Embaixador André Corrêa do Lago detalha os desafios geopolíticos, financeiros e a ausência dos EUA que moldam a conferência na Amazônia
Brasília – A 30ª Conferência das Nações Unidas sobre Mudanças Climáticas (COP30), que ocorrerá em Belém, de 10 a 21 de novembro de 2025, sob a presidência do embaixador André Corrêa do Lago, corre o risco de repetir um erro essencial verificado na última edição da reunião climática (COP29), no Azerbaijão e reuniões anteriores: a “armadilha” que pode dominar o debate em torno sobre o financiamento dos países ricos para bancar políticas de transição energética à demais Nações.
Segundo Corrêa do Lago, a COP30 emerge sob um cenário internacional complexo, marcado por guerras, eleições com ascensão de forças políticas menos alinhadas à agenda climática e a preocupante ausência dos Estados Unidos nas discussões preparatórias, impondo desafios significativos à ambição por soluções concretas para o aquecimento global e o financiamento climático.
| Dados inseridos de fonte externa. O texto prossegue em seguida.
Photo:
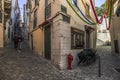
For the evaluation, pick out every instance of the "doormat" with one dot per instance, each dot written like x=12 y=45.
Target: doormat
x=117 y=69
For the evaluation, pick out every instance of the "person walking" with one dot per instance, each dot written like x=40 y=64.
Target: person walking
x=15 y=42
x=19 y=39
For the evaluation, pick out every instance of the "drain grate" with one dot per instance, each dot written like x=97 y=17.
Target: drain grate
x=117 y=69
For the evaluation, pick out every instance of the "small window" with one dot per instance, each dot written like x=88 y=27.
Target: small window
x=63 y=9
x=77 y=38
x=66 y=18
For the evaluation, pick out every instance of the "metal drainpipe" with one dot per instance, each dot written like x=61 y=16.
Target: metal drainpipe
x=3 y=20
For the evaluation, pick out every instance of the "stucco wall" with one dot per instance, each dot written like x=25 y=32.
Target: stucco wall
x=38 y=41
x=60 y=34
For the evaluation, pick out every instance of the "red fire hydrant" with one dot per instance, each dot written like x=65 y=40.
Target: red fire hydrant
x=70 y=59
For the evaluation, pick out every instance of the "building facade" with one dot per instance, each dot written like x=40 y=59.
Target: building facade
x=115 y=28
x=5 y=8
x=55 y=31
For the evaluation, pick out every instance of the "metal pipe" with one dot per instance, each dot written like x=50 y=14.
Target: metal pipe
x=99 y=67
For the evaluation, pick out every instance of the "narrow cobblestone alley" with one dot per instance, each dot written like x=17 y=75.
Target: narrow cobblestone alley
x=28 y=66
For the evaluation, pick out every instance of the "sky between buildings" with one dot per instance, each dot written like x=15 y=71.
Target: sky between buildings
x=21 y=2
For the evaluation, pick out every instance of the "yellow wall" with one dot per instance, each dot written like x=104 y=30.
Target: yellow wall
x=38 y=41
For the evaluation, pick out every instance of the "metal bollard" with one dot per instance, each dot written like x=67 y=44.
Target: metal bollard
x=99 y=67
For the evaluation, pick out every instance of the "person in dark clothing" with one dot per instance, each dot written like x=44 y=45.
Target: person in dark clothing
x=19 y=39
x=15 y=42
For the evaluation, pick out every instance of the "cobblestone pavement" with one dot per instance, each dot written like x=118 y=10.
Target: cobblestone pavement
x=90 y=72
x=28 y=66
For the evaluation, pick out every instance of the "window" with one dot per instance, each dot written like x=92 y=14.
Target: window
x=48 y=11
x=77 y=38
x=35 y=19
x=66 y=18
x=63 y=9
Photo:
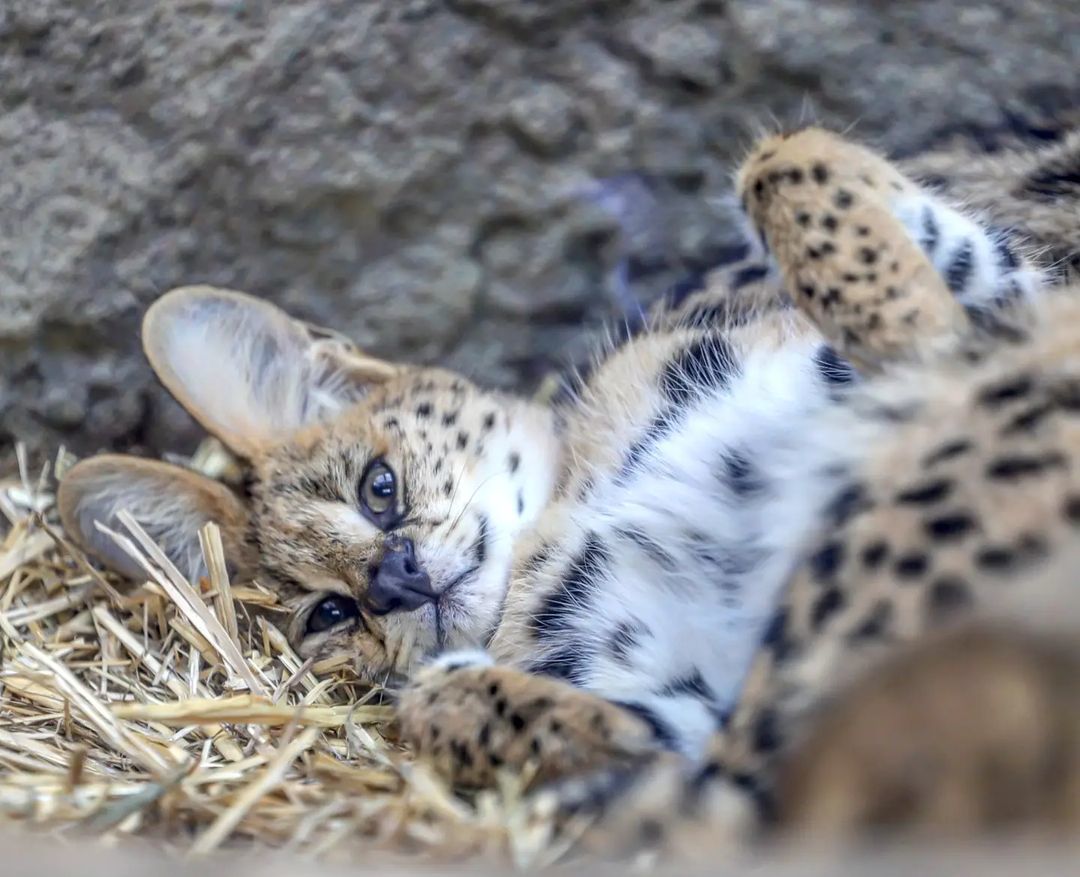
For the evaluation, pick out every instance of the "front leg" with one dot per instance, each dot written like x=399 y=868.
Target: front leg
x=471 y=717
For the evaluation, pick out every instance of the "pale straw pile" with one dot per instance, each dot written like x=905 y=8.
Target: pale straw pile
x=170 y=712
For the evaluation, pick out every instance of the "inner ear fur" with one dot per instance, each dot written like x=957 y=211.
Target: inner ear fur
x=170 y=502
x=246 y=370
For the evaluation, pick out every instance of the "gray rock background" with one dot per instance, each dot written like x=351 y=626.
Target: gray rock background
x=476 y=183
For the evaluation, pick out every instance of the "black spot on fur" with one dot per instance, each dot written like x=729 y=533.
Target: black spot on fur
x=847 y=503
x=949 y=527
x=910 y=566
x=833 y=369
x=650 y=547
x=750 y=274
x=960 y=267
x=574 y=591
x=480 y=547
x=1057 y=178
x=1027 y=420
x=874 y=554
x=1006 y=391
x=947 y=452
x=704 y=365
x=825 y=562
x=926 y=494
x=1007 y=258
x=1020 y=466
x=1002 y=558
x=624 y=639
x=875 y=624
x=946 y=596
x=661 y=731
x=659 y=428
x=692 y=685
x=767 y=738
x=829 y=603
x=740 y=474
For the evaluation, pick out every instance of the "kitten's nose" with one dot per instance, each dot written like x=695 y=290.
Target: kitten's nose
x=399 y=584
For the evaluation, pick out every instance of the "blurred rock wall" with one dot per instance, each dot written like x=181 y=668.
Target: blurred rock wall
x=469 y=181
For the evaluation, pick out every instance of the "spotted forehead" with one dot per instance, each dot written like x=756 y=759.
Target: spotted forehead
x=423 y=423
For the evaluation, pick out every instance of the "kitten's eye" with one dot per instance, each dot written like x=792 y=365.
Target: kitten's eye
x=332 y=611
x=378 y=490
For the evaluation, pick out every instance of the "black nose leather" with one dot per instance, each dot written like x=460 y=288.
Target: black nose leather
x=399 y=584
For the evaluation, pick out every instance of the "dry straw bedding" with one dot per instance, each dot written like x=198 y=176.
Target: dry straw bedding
x=176 y=711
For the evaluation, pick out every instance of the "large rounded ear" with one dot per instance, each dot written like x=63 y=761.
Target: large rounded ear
x=171 y=503
x=246 y=370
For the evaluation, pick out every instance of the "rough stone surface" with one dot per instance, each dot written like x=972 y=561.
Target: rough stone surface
x=468 y=181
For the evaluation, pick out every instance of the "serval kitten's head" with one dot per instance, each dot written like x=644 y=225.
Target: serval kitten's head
x=382 y=501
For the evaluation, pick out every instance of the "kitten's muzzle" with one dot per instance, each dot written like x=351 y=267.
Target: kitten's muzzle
x=400 y=584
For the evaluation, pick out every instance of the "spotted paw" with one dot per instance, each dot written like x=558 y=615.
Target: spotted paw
x=471 y=720
x=825 y=208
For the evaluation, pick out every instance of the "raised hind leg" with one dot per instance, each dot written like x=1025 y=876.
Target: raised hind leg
x=885 y=268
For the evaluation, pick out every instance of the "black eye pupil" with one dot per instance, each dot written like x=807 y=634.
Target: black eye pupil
x=332 y=611
x=382 y=485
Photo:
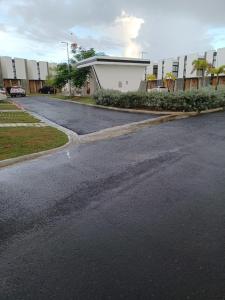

A cidade de Belém, no coração da Amazônia, prepara-se para receber líderes e delegados de todo o mundo em um evento que busca transcender as negociações abstratas e impulsionar a implementação efetiva das metas climáticas.
Cenário
A ambição da COP30 é constantemente testada por um turbilhão de fatores globais. Conforme o embaixador André Corrêa do Lago aponta em entrevistas à imprensa brasileira: “As negociações evoluem muito de acordo com as circunstâncias internacionais, e não preciso dizer que vivemos circunstâncias internacionais particularmente complexas”. Entre as principais pressões, ele destaca um “trio de fatores”: as tarifas impostas por Donald Trump, as guerras militares em curso e o fortalecimento de movimentos de direita nas eleições europeias. Tais elementos, frequentemente interligados, não apenas desviam a atenção da agenda climática, mas também redirecionam recursos e influenciam as prioridades políticas de nações-chave. O aumento dos gastos militares, por exemplo, impacta diretamente a disponibilidade de financiamento para ações climáticas, enquanto o protecionismo comercial pode dificultar a adoção de tecnologias verdes e a colaboração internacional.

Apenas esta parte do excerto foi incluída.